In the documentary "Gasland" faucets and hoses connected to area wells are shown to be flammable. I heard this is a misrepresentation and it is an unrelated cause. Is that spin from gas companies?

You need to understand a bit of geology for this. Aquifers are layers of rock with tears around them. Same as oil reservoirs but with water instead of oil. If you see the earth from the side you would see many layers on top of each other folding and warping and going up and down, etc. Aquifers can for many any many miles and the layer ends up hitting the surface. That's the collection zone rain water is collected here and percolate through the aquifer until it reaches hundreds of feet underground and miles upon miles in a direction. What he means is that everywhere is basically a collection zone for an aquifer somewhere. But where you're standing next to an oil well with an aquifer on the way, you're most likely NOT standing in the collection zone of that aquifer.

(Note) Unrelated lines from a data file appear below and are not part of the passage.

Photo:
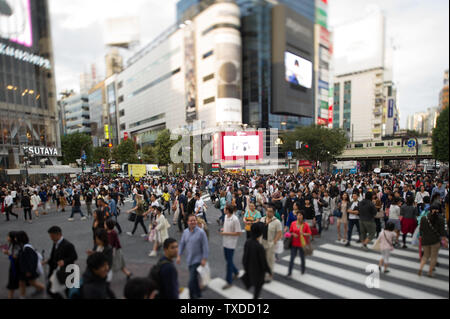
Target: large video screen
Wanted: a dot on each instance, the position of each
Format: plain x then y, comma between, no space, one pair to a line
299,71
237,145
15,21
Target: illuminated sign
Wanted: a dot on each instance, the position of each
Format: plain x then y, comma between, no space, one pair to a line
41,151
15,21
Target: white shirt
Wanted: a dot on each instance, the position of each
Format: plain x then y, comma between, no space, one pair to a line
352,207
231,225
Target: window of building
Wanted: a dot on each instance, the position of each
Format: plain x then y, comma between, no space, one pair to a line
208,77
208,54
210,100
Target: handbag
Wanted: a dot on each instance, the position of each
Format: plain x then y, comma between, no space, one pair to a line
132,217
337,213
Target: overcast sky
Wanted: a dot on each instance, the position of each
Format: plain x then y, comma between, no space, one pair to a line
419,29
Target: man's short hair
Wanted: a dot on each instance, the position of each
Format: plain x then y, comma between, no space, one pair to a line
96,260
169,241
55,230
138,288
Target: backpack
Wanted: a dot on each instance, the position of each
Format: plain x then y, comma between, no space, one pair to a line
155,273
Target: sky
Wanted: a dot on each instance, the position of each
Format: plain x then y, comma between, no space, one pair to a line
419,30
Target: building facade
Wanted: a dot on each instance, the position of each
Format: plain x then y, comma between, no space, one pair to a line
28,112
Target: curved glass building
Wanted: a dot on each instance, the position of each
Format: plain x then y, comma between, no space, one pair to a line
28,115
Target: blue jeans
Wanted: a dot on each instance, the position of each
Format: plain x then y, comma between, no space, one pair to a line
231,268
294,251
76,209
351,224
194,287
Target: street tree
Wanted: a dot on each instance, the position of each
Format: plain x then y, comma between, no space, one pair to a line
72,146
323,144
440,137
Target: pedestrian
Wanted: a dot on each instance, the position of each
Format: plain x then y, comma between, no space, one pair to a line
28,260
114,241
26,205
164,274
301,236
140,214
62,255
408,218
12,250
94,284
273,231
161,227
76,206
433,234
230,233
254,261
386,239
195,244
140,288
367,212
353,219
251,216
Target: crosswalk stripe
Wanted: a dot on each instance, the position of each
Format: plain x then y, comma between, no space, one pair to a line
286,292
376,257
234,292
320,283
394,273
443,252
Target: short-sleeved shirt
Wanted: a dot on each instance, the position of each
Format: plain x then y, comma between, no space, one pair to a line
231,225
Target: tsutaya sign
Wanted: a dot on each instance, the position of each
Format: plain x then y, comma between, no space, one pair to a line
42,151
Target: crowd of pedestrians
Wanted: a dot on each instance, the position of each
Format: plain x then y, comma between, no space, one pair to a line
275,212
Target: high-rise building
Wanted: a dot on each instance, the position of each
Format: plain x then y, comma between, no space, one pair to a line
364,94
28,111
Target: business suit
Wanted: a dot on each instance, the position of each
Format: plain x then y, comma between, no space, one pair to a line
64,251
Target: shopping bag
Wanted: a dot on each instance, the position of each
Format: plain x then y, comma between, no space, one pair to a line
204,275
376,246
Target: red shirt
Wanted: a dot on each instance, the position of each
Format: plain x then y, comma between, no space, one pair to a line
296,241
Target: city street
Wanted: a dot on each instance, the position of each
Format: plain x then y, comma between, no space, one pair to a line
334,271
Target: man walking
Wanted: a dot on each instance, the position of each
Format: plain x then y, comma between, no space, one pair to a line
230,233
195,243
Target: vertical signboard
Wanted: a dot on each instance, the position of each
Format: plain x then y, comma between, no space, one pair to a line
190,73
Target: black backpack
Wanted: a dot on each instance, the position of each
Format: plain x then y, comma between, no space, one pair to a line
155,273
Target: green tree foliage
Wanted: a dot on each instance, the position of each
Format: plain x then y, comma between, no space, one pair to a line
324,144
72,146
125,152
440,137
99,153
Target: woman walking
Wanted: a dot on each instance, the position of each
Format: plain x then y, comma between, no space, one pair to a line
301,237
12,251
432,230
343,206
160,226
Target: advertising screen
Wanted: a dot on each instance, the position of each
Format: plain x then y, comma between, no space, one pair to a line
298,70
15,21
237,145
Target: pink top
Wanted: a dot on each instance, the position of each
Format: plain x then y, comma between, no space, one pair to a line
386,242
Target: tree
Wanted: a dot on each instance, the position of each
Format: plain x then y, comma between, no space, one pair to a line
100,153
440,137
72,146
324,144
125,152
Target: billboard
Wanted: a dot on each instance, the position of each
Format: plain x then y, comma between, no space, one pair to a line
15,21
359,46
239,145
292,63
298,70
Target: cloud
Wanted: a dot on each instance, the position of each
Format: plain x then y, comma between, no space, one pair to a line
420,31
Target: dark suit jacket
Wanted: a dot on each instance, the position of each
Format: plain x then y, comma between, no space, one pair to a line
65,251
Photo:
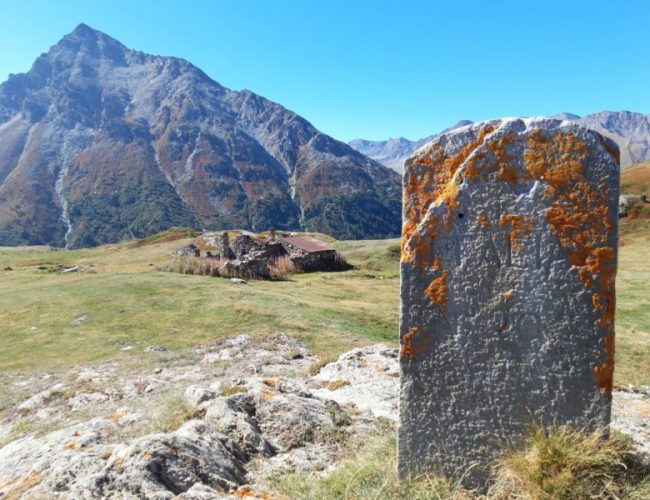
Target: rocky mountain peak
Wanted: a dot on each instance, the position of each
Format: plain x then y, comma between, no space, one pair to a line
99,142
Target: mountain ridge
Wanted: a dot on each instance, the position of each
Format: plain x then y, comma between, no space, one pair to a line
99,142
630,130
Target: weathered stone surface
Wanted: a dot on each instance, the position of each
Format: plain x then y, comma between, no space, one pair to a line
508,267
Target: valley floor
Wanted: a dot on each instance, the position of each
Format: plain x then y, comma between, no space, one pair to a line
108,367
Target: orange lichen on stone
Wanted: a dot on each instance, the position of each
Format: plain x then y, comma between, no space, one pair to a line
271,382
266,394
521,228
581,218
432,178
501,161
414,344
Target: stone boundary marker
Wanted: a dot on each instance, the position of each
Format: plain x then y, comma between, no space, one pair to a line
509,248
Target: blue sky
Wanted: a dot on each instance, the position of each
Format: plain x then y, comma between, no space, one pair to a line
376,69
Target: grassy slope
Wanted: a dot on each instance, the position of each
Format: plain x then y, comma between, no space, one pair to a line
127,301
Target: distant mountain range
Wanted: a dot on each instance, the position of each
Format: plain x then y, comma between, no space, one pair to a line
631,131
99,142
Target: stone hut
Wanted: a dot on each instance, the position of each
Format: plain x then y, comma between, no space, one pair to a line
190,250
309,253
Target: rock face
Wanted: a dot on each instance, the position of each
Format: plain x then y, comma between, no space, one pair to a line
508,266
99,142
106,433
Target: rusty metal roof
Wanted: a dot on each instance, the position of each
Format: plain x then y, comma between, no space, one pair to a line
307,243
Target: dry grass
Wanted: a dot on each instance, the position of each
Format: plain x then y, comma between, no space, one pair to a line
563,463
555,464
282,268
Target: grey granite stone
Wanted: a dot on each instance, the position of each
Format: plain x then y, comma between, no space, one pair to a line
507,291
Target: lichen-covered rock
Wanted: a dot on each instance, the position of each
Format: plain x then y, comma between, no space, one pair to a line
508,266
197,395
367,378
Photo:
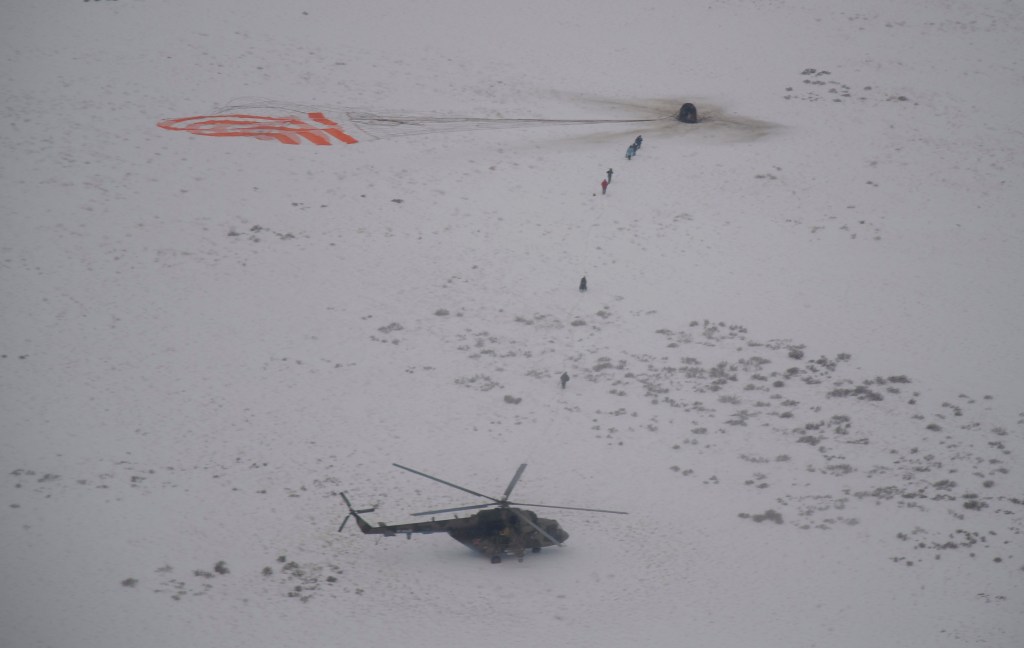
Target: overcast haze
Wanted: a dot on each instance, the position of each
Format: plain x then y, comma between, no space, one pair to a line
798,365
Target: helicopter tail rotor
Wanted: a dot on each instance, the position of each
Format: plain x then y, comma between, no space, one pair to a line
352,513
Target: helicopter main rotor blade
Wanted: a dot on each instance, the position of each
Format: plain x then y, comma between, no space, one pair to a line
469,508
526,519
446,483
548,506
515,479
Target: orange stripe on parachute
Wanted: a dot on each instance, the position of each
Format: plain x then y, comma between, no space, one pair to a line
288,130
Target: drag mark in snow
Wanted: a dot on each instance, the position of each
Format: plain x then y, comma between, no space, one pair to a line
288,130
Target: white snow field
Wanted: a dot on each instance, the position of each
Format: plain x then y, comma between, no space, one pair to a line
798,366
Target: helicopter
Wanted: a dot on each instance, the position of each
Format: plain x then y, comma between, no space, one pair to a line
499,529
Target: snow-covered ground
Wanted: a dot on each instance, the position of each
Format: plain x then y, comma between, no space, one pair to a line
798,365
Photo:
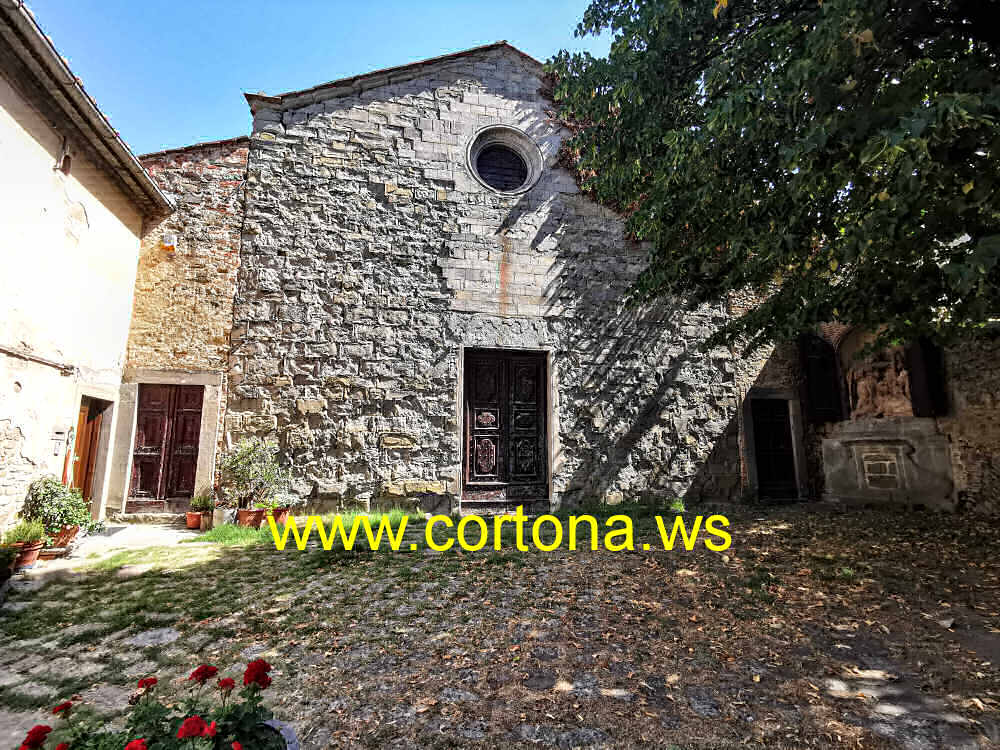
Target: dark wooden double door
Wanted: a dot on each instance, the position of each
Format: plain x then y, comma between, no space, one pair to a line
506,452
774,455
168,426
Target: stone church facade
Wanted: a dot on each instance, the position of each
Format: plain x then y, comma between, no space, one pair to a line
387,294
395,280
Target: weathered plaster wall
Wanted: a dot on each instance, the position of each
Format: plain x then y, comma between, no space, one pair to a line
69,247
371,257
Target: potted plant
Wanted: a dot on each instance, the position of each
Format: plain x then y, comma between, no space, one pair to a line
280,506
252,476
28,538
201,508
230,719
61,510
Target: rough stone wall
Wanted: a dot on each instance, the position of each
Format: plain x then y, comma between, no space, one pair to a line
371,257
972,372
17,471
182,314
183,309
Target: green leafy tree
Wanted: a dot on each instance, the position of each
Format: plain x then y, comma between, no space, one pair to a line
830,159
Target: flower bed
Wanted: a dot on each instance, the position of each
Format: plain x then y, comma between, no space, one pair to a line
232,723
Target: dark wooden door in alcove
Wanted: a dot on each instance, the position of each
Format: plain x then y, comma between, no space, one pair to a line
505,437
168,425
772,434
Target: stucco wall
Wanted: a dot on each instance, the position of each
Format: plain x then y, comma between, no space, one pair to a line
68,248
371,257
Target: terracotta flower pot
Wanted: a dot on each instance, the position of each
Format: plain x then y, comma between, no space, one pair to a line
27,553
280,516
64,536
252,517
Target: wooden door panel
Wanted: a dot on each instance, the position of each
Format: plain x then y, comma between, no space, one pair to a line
145,476
505,446
485,444
168,430
773,448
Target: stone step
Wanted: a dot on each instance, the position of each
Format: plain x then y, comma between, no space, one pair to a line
490,508
169,519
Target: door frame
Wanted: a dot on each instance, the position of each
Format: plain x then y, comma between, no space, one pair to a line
550,412
208,437
798,442
105,455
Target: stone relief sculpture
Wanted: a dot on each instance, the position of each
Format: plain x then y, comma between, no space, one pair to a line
880,386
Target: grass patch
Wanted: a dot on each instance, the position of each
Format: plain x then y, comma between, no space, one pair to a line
232,535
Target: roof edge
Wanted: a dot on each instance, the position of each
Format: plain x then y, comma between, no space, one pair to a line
79,107
196,146
356,82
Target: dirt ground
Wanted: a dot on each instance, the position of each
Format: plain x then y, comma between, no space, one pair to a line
819,627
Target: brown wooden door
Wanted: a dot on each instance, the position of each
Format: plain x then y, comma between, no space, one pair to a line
88,431
165,457
772,434
505,436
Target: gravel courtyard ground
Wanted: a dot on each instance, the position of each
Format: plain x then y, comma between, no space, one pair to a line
818,627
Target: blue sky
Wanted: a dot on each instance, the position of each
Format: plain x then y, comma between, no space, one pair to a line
171,72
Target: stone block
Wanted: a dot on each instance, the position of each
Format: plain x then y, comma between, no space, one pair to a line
310,405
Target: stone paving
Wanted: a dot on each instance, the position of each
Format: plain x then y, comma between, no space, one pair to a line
560,650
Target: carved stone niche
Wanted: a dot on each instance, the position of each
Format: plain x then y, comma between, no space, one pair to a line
878,385
889,460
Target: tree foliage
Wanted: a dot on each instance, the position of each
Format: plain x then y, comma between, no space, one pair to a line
836,159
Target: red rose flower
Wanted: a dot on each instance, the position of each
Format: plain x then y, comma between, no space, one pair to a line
204,673
36,736
193,726
256,674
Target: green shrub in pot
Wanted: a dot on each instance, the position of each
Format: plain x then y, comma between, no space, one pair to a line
55,505
26,532
251,474
202,504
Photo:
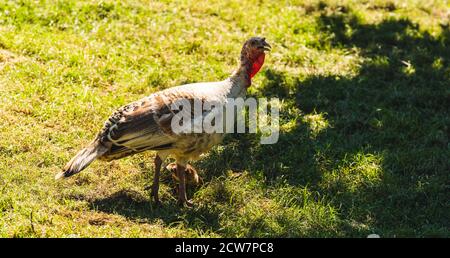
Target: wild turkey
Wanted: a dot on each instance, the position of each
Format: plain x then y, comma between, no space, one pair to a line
146,124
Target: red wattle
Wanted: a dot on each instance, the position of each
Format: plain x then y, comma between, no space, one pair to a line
257,64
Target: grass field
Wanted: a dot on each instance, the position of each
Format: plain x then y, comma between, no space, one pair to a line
364,142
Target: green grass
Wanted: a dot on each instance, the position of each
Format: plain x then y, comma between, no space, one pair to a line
364,123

What he meant from his comment is that a sales aquifer (layer of shale, sandstone, shale for example) holds water in the middle where the trap rock (shale) won't allow fluid to pass through it this will be a few hundred feet underground.

An oil well drills waaaaaaay pass that many many thousands of feet (7-9k in Barnett shale, even more in marcellus and sometimes even more than 15k feet in other parts of the world) this goes past many many many layers of different kinds of rock, including many layers of trap rock like shale.

What he ultimately means is that you drill a well in Barnett shale where the horizontal Frac section is like 7500ft underground. Then the Frac is from a couple ft long to around 30-40 ft long in the most extreme cases at most braking through a couple layers of the engineer was really really bad. The aquifers are still thousands of feet away from that.

Obviously spilling a bunch of chemicals in the ground is going to contaminate an aquifer somewhere maybe, but spilling some chemicals on the ground is horrible and illegal to start with and surface negligence from operators and workers SHOULD be punished.